8 thoughts on “Questions for a “Bible Only” Christian (partII)

  1. Christ is the head of every man and man is the head of woman. Christ is also the head of the church which is his body. The body of Christ does not consist of brick and mortar or the fallible religion of man. Thankfully the Bible preserves the words of Apostles and this knowledge enables the Spirit of God to illuminate our heart.

    Eph 4:11 It was he who gave some to be apostles, some to be prophets, some to be evangelists, and some to be pastors and teachers,
    Eph 4:12 to prepare God’s people for works of service, so that the body of Christ may be built up
    Eph 4:13 until we all reach unity in the faith and in the knowledge of the Son of God and become mature, attaining to the whole measure of the fullness of Christ.

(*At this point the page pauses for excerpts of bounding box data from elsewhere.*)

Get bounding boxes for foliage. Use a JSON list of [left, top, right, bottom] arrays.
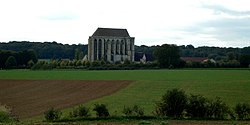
[[156, 89, 187, 118], [93, 104, 109, 117], [70, 105, 90, 117], [240, 54, 250, 67], [207, 97, 231, 119], [0, 105, 17, 124], [154, 44, 180, 68], [234, 103, 250, 120], [0, 50, 37, 68], [186, 95, 209, 118], [44, 108, 62, 122], [5, 56, 17, 69], [122, 105, 144, 116]]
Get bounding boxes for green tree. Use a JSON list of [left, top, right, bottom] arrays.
[[5, 56, 17, 69], [240, 54, 250, 67], [154, 44, 180, 68], [93, 104, 109, 117], [156, 89, 188, 118]]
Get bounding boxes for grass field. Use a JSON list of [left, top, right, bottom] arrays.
[[0, 69, 250, 119]]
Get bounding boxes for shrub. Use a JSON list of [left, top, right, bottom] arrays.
[[234, 103, 250, 120], [0, 105, 17, 123], [93, 104, 109, 117], [207, 97, 230, 119], [155, 89, 187, 118], [5, 56, 17, 69], [70, 105, 90, 117], [186, 95, 208, 118], [122, 105, 144, 116], [44, 108, 62, 121]]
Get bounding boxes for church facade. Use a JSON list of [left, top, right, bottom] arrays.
[[88, 28, 135, 63]]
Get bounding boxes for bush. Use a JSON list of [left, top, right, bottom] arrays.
[[70, 105, 90, 117], [234, 103, 250, 120], [44, 108, 62, 122], [93, 104, 109, 117], [155, 89, 187, 118], [207, 97, 231, 119], [186, 95, 208, 118], [122, 105, 144, 116], [5, 56, 17, 69], [0, 105, 17, 123]]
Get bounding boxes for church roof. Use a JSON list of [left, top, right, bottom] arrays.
[[92, 28, 130, 37]]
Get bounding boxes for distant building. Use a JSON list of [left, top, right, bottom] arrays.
[[88, 28, 135, 63], [181, 57, 208, 62]]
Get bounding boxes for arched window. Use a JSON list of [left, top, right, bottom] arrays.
[[98, 39, 102, 60], [94, 39, 97, 60]]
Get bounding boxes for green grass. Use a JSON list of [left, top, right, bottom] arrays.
[[0, 69, 250, 119]]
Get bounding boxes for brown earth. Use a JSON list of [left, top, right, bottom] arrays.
[[0, 80, 131, 118]]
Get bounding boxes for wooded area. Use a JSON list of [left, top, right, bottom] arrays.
[[0, 41, 250, 68]]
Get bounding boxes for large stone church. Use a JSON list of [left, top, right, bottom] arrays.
[[88, 28, 135, 63]]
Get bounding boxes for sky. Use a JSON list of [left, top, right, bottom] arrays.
[[0, 0, 250, 48]]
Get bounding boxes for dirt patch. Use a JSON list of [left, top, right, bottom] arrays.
[[0, 80, 131, 118]]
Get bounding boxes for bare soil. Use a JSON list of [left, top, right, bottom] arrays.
[[0, 80, 131, 118]]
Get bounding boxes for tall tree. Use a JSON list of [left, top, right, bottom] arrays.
[[154, 44, 180, 68], [5, 56, 17, 69]]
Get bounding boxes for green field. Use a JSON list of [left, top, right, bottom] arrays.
[[0, 69, 250, 115]]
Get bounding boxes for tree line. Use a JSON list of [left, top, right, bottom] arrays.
[[0, 49, 38, 69], [0, 41, 250, 68]]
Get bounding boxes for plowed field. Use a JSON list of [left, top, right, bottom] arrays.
[[0, 80, 131, 118]]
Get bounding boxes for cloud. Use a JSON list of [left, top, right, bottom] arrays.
[[41, 13, 79, 21], [201, 4, 250, 17]]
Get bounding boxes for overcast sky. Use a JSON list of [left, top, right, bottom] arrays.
[[0, 0, 250, 47]]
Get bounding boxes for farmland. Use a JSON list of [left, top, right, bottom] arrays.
[[0, 69, 250, 121]]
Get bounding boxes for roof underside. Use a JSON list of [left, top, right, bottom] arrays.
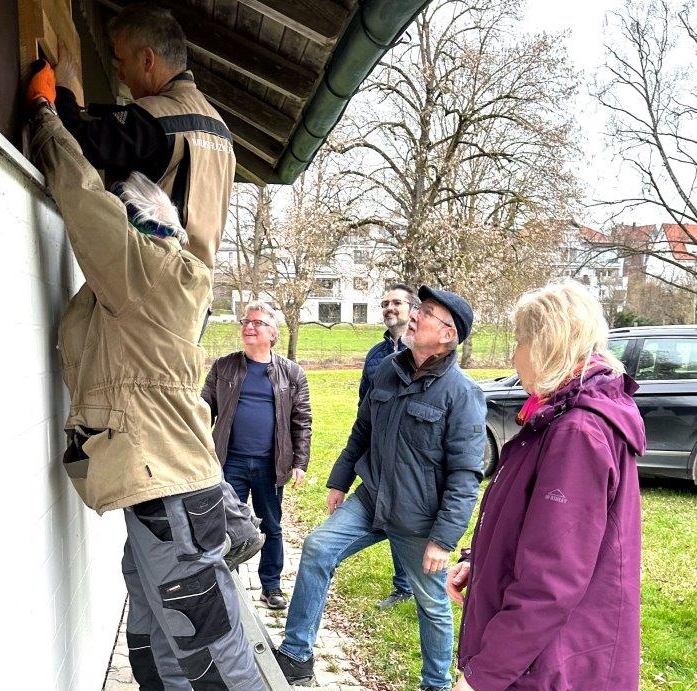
[[79, 0, 428, 184]]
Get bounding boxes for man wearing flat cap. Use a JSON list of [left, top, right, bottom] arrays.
[[277, 286, 486, 691]]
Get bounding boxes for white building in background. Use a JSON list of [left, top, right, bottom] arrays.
[[216, 237, 399, 324], [555, 221, 628, 315]]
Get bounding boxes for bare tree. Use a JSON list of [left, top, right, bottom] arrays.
[[223, 185, 273, 302], [597, 0, 697, 293], [336, 0, 577, 283], [228, 150, 357, 360]]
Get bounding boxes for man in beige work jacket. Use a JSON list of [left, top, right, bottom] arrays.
[[28, 94, 264, 691]]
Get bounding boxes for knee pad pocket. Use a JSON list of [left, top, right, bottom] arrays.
[[179, 648, 226, 691], [183, 485, 225, 552], [126, 631, 165, 691], [159, 565, 231, 650]]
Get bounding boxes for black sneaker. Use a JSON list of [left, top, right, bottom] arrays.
[[260, 588, 288, 609], [273, 650, 315, 686], [375, 590, 414, 609], [223, 532, 266, 571]]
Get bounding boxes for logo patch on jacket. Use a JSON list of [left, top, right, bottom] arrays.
[[545, 489, 569, 504]]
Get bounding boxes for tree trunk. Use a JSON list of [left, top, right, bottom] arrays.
[[460, 336, 472, 369], [286, 319, 300, 362]]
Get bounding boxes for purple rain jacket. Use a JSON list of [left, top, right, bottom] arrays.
[[458, 365, 646, 691]]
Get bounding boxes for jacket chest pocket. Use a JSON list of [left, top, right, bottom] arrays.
[[400, 401, 445, 457], [370, 389, 394, 430]]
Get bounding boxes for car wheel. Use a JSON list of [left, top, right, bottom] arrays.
[[484, 430, 499, 477]]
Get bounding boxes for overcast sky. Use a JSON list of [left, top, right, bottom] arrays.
[[525, 0, 648, 228]]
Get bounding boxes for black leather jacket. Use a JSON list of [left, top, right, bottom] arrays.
[[201, 351, 312, 487]]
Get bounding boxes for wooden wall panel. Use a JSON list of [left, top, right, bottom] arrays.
[[17, 0, 84, 103]]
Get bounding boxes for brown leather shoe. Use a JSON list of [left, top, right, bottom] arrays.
[[261, 588, 288, 609]]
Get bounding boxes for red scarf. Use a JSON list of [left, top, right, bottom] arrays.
[[515, 355, 605, 427]]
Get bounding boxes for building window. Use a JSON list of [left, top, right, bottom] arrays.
[[353, 302, 368, 324], [353, 276, 368, 293], [311, 278, 337, 298], [319, 302, 341, 324]]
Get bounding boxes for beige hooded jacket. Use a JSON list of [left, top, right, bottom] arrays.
[[32, 110, 221, 514]]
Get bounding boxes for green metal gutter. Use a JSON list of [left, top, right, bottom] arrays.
[[276, 0, 429, 184]]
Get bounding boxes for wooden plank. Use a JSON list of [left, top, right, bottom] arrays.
[[99, 0, 319, 100], [42, 0, 85, 104], [17, 0, 83, 103], [17, 0, 43, 80], [239, 0, 349, 44], [189, 60, 295, 142], [220, 111, 283, 165], [235, 146, 278, 185], [39, 10, 58, 65]]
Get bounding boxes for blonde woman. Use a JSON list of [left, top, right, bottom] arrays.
[[447, 281, 645, 691]]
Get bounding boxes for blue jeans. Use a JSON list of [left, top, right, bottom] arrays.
[[390, 544, 412, 595], [279, 495, 453, 688], [223, 456, 283, 590]]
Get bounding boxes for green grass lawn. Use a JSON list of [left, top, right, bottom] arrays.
[[286, 369, 697, 691], [202, 322, 512, 367]]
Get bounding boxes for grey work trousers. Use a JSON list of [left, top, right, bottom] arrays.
[[122, 485, 264, 691]]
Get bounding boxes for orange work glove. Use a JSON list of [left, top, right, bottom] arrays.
[[26, 60, 56, 105]]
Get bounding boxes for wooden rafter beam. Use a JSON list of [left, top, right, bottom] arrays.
[[238, 0, 349, 45], [235, 146, 278, 186], [220, 111, 283, 165], [94, 0, 318, 101], [189, 60, 295, 142]]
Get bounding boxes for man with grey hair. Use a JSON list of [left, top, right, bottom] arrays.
[[56, 2, 235, 269], [202, 302, 312, 609], [28, 92, 265, 691], [276, 286, 486, 691], [358, 283, 419, 609]]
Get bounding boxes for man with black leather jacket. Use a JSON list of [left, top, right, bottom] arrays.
[[202, 302, 312, 609]]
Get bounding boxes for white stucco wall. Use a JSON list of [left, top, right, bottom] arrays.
[[0, 136, 125, 691]]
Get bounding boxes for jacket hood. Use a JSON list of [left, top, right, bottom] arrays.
[[530, 364, 646, 456]]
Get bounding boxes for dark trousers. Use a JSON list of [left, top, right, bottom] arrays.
[[224, 455, 283, 590], [122, 485, 264, 691]]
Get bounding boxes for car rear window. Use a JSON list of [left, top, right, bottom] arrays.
[[636, 336, 697, 380], [607, 338, 629, 367]]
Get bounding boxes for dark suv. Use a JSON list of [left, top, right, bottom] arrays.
[[480, 325, 697, 483]]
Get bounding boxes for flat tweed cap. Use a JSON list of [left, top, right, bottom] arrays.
[[419, 286, 474, 343]]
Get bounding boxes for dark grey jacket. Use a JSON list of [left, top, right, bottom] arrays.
[[201, 351, 312, 487], [327, 351, 486, 550]]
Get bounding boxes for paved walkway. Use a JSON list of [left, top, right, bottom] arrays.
[[102, 524, 368, 691]]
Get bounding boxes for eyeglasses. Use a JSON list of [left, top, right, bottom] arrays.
[[240, 319, 271, 329], [380, 300, 409, 309], [412, 305, 455, 329]]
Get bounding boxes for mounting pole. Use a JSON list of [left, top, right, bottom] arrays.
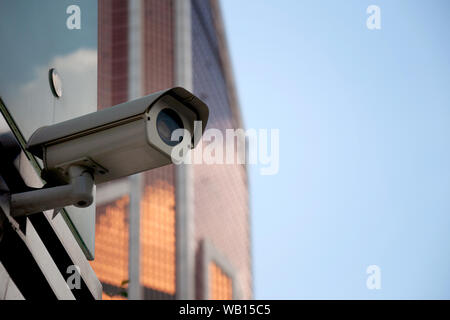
[[11, 166, 94, 217]]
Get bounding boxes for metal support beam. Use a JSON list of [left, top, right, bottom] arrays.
[[174, 0, 195, 300], [11, 166, 94, 217], [128, 0, 143, 300]]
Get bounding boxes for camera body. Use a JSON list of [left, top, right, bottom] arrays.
[[27, 87, 209, 184]]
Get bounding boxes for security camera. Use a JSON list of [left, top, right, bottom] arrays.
[[11, 87, 209, 216], [27, 88, 209, 184]]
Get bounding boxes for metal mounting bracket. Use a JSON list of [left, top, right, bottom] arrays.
[[10, 165, 94, 217]]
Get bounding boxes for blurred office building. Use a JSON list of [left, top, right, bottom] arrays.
[[91, 0, 252, 299]]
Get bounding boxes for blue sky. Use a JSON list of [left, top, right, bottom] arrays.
[[222, 0, 450, 299]]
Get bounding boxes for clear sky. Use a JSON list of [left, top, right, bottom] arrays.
[[221, 0, 450, 299]]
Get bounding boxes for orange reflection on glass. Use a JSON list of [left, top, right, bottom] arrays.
[[91, 196, 129, 287], [141, 180, 176, 295]]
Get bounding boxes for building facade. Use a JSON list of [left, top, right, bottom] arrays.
[[0, 0, 252, 300], [91, 0, 252, 299]]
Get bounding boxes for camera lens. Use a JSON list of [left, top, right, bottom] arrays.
[[156, 109, 184, 147]]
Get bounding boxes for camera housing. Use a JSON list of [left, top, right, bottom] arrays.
[[27, 87, 209, 184]]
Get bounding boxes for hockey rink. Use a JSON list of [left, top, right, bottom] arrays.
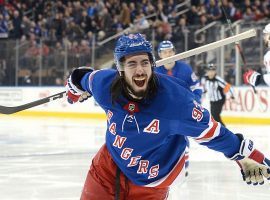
[[0, 115, 270, 200]]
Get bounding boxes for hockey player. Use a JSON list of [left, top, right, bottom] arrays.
[[155, 40, 202, 176], [155, 40, 202, 103], [243, 24, 270, 87], [202, 63, 234, 126], [66, 34, 270, 200]]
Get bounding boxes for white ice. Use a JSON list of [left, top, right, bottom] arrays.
[[0, 116, 270, 200]]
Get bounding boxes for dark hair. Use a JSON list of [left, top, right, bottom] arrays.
[[110, 71, 158, 104]]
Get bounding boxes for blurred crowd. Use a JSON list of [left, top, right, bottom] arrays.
[[0, 0, 270, 84]]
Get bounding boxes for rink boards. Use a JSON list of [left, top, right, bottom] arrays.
[[0, 87, 270, 124]]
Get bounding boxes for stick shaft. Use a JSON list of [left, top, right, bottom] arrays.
[[156, 29, 256, 66], [0, 29, 256, 114]]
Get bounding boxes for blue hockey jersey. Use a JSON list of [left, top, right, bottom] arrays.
[[155, 61, 202, 102], [81, 70, 240, 187]]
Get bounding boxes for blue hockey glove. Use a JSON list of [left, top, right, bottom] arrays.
[[231, 134, 270, 185], [66, 67, 93, 104]]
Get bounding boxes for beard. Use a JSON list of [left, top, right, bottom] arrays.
[[124, 75, 153, 99]]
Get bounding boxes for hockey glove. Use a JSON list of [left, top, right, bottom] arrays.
[[66, 67, 93, 104], [231, 134, 270, 185], [243, 69, 261, 87]]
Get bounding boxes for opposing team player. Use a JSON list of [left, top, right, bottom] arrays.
[[67, 34, 270, 200], [155, 40, 202, 103], [243, 24, 270, 87], [155, 40, 202, 176]]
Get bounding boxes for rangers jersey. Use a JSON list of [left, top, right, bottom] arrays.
[[81, 69, 240, 187], [155, 61, 202, 102]]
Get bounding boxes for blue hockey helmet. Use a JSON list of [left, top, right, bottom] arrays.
[[114, 33, 156, 71], [158, 40, 175, 53]]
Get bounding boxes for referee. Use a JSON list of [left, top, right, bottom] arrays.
[[202, 63, 234, 126]]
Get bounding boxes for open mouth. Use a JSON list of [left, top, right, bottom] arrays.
[[133, 77, 146, 87]]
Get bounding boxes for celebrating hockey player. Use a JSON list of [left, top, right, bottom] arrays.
[[67, 34, 270, 200], [243, 24, 270, 87]]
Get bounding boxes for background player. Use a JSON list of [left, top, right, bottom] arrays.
[[155, 40, 202, 103], [67, 34, 270, 200], [202, 63, 234, 126], [243, 24, 270, 87]]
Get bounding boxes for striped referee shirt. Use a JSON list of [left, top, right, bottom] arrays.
[[201, 75, 234, 102]]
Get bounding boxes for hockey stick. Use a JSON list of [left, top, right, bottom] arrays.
[[0, 91, 66, 115], [220, 0, 262, 108], [0, 29, 256, 114]]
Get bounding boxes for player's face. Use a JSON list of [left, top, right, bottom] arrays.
[[206, 70, 216, 79], [124, 53, 152, 98], [159, 49, 175, 59]]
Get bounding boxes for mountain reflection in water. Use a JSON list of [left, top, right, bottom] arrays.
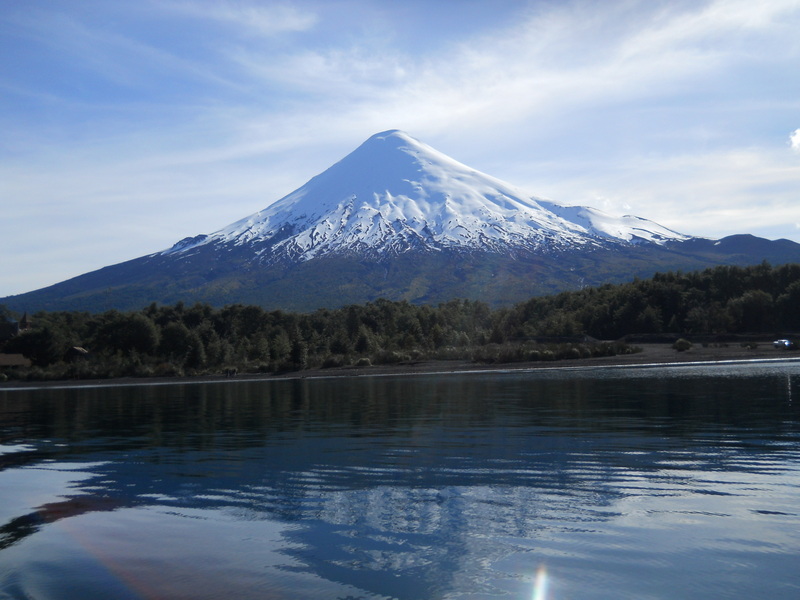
[[0, 363, 800, 600]]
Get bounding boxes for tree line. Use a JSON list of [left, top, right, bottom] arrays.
[[0, 263, 800, 378]]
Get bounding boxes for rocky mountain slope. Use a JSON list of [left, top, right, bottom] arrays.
[[6, 130, 800, 312]]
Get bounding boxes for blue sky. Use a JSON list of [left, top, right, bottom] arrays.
[[0, 0, 800, 297]]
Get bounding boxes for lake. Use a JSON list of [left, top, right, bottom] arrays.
[[0, 361, 800, 600]]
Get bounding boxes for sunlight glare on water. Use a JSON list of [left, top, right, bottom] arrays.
[[532, 565, 547, 600]]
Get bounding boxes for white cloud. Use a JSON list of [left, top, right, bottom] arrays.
[[160, 1, 318, 37], [789, 129, 800, 152]]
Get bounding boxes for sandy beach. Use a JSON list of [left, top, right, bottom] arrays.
[[0, 340, 800, 391]]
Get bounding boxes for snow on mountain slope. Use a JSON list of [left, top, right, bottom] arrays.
[[162, 130, 688, 262]]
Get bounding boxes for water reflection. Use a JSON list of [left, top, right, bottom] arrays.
[[0, 368, 800, 599]]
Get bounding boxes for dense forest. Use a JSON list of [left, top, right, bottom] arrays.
[[0, 263, 800, 379]]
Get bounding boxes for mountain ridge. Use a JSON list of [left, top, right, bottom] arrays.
[[0, 130, 800, 312]]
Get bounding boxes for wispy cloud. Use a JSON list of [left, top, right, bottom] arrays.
[[789, 129, 800, 152], [163, 0, 318, 37], [0, 0, 800, 296]]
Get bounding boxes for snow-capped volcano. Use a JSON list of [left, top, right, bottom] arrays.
[[7, 130, 800, 312], [165, 130, 688, 263]]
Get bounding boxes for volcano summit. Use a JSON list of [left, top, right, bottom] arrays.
[[0, 130, 800, 311]]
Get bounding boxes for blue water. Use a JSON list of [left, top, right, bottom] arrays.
[[0, 362, 800, 600]]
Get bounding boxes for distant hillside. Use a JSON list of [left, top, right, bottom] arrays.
[[0, 131, 800, 312]]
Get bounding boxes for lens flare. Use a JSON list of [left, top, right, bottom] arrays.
[[532, 566, 547, 600]]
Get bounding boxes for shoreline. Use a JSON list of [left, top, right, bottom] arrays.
[[0, 342, 800, 392]]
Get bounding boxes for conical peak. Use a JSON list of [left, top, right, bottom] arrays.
[[172, 129, 692, 260]]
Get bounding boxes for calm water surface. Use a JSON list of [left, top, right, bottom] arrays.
[[0, 362, 800, 600]]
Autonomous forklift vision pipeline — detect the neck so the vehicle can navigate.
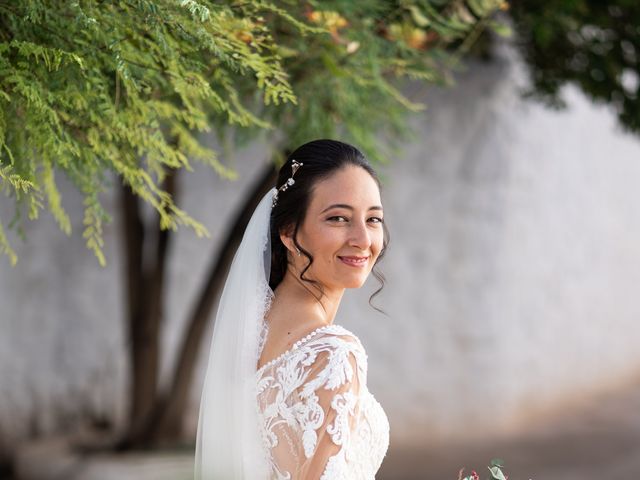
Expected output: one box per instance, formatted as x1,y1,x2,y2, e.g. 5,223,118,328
267,270,345,329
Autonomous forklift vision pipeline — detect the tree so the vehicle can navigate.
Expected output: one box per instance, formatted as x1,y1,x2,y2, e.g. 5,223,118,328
510,0,640,134
0,0,510,447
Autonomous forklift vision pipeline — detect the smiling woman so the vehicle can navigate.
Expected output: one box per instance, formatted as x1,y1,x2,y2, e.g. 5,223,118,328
196,140,389,480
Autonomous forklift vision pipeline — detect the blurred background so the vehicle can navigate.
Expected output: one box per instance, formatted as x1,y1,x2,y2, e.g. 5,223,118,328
0,0,640,480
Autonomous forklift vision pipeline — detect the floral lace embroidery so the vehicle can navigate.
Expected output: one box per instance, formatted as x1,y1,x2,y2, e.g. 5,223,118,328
257,325,389,480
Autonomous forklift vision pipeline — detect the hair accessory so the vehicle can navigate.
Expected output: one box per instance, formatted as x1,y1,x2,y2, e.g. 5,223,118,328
271,160,304,208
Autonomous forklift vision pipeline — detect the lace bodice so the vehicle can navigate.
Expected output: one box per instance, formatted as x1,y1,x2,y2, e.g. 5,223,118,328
256,325,389,480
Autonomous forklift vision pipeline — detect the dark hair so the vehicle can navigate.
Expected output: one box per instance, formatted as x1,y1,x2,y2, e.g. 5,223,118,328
269,139,389,311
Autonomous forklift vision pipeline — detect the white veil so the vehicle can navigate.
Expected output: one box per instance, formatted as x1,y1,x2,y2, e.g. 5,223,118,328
195,188,276,480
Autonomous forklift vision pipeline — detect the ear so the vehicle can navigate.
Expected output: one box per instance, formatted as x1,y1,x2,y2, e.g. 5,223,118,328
280,227,296,253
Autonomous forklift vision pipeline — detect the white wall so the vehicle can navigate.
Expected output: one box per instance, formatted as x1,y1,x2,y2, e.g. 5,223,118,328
0,40,640,447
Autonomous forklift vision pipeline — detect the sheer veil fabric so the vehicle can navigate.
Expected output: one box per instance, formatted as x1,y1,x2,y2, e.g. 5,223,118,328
195,188,276,480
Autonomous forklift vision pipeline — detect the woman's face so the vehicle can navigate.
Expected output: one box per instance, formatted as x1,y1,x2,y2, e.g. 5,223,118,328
288,165,383,289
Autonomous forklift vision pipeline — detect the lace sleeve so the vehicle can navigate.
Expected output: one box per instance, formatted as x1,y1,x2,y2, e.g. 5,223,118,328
299,336,366,480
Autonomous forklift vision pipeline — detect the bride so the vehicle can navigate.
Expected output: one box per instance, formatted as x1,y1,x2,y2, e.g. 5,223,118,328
195,140,389,480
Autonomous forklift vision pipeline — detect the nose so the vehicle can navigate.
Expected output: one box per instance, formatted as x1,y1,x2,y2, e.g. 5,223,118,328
349,221,371,252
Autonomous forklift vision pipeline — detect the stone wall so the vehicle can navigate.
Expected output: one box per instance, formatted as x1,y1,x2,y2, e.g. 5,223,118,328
0,41,640,454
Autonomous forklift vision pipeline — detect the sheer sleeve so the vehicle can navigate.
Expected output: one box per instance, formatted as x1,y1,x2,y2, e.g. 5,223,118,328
272,335,366,480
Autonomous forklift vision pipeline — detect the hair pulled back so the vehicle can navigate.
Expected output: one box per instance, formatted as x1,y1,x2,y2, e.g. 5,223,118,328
269,139,389,310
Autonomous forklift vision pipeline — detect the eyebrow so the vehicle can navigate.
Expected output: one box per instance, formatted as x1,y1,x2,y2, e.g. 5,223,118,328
320,203,382,214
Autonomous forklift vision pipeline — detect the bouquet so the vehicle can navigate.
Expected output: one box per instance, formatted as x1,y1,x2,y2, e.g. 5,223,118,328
458,458,509,480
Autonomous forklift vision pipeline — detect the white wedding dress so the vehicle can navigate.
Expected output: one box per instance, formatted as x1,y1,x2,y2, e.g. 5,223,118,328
256,324,389,480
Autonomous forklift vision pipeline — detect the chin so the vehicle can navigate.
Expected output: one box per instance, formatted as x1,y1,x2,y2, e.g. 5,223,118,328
342,277,367,288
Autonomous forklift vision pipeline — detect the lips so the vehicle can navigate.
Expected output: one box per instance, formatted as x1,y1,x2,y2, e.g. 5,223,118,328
338,256,369,267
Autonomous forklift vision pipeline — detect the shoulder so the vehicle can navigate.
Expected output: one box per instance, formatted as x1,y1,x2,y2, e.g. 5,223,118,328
302,325,367,396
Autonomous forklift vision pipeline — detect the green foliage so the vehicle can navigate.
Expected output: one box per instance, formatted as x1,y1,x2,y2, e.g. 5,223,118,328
0,0,503,264
511,0,640,133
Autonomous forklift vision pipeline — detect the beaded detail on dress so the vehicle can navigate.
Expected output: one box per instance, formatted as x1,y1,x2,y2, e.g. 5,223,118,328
256,325,389,480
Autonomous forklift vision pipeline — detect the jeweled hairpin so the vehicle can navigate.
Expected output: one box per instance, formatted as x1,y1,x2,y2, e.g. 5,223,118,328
271,160,304,208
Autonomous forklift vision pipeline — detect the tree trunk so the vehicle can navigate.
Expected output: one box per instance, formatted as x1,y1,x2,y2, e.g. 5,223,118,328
117,170,177,449
142,162,277,443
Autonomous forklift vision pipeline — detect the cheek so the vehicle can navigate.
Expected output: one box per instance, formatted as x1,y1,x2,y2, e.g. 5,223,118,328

    • Jesus never wrote a word, but gave oral instructions to the Apostles. He founded his Church on Peter, “And I tell you, you are Peter, and on this rock I will build my church, and the gates of Hades will not prevail against it. I will give you the keys of the kingdom of heaven, and whatever you bind on earth will be bound in heaven, and whatever you loose on earth will be loosed in heaven (Mathew 16:18-19).” Peter was the first Pope. His office has been handed on for 2000 years until today.
      The first Christians “devoted themselves to the apostles’ teaching” (Acts 2:42) long before there was a New Testament. From the very beginning, the fullness of Christian teaching was found in the Church as the living embodiment of Christ, not in a book. St. John wrote, “This is the disciple who is testifying to these things and has written them, and we know that his testimony is true. But there are also many other things that Jesus did; if every one of them were written down, I suppose that the world itself could not contain the books that would be written (John 21:24-25).” The New Testament wasn’t put together until the year 383 AD. by the authority of the Catholic Church.
      Jesus told his disciples: “He who hears you hears me, and he who rejects you rejects me” (Luke 10:16). The Church, in the persons of the apostles, was given the authority to teach by Christ; the Church would be his representative. He commissioned them, saying, “Go therefore and make disciples of all nations” (Matt. 28:19).

      • Enabled by the Holy Spirit I have daily access before the Throne of Grace and I do not acknowledge any man who tries to steal my Fathers name with blasphemous Titles or who claims authority which belongs only to the Son which was bestowed upon Christ my Lord from God. On this earth my Heavenly Father has taught me mysteries through His Holy Word which the Apostles of Christ have long ago written.

        Rev 22:18 I warn everyone who hears the words of the prophecy of this book: If anyone adds anything to them, God will add to him the plagues described in this book

      • Thank you for your comments.
        Everyone reads and interprets Scripture for themselves. The Holy Spirit speaks to each of us personally through the written Word of God. But the authority of the Church gives us some guard rails to keep us from straying to far away from the truth of any particular Scripture verse. The Church looks at the “whole” of the Bible when interpreting a verse of Scripture, where as you and I might tend to cherry pick a verse and make it fit what I personally would like it to mean.

  2. When you lay it all out like that, it is a powerful reminder of how blindingly obvious the whole situation really is, and a testimony to the self-will of men. That so many can wilfully ignore the plain fact that Christ wrote nothing, and formed a living Church, to which He gave authority to teach, forgive sins, and (amongst other things) write and canonise Scripture, never ceases to amaze me.

    This is certainly not evidence of lack of intelligence or capability to understand the plain fact that the Church precedes, forms and validates the Bible (as well as receives in the case of the OT), but, as I said, strong testimony to the desire people have to confirm themselves in their own way of seeing things.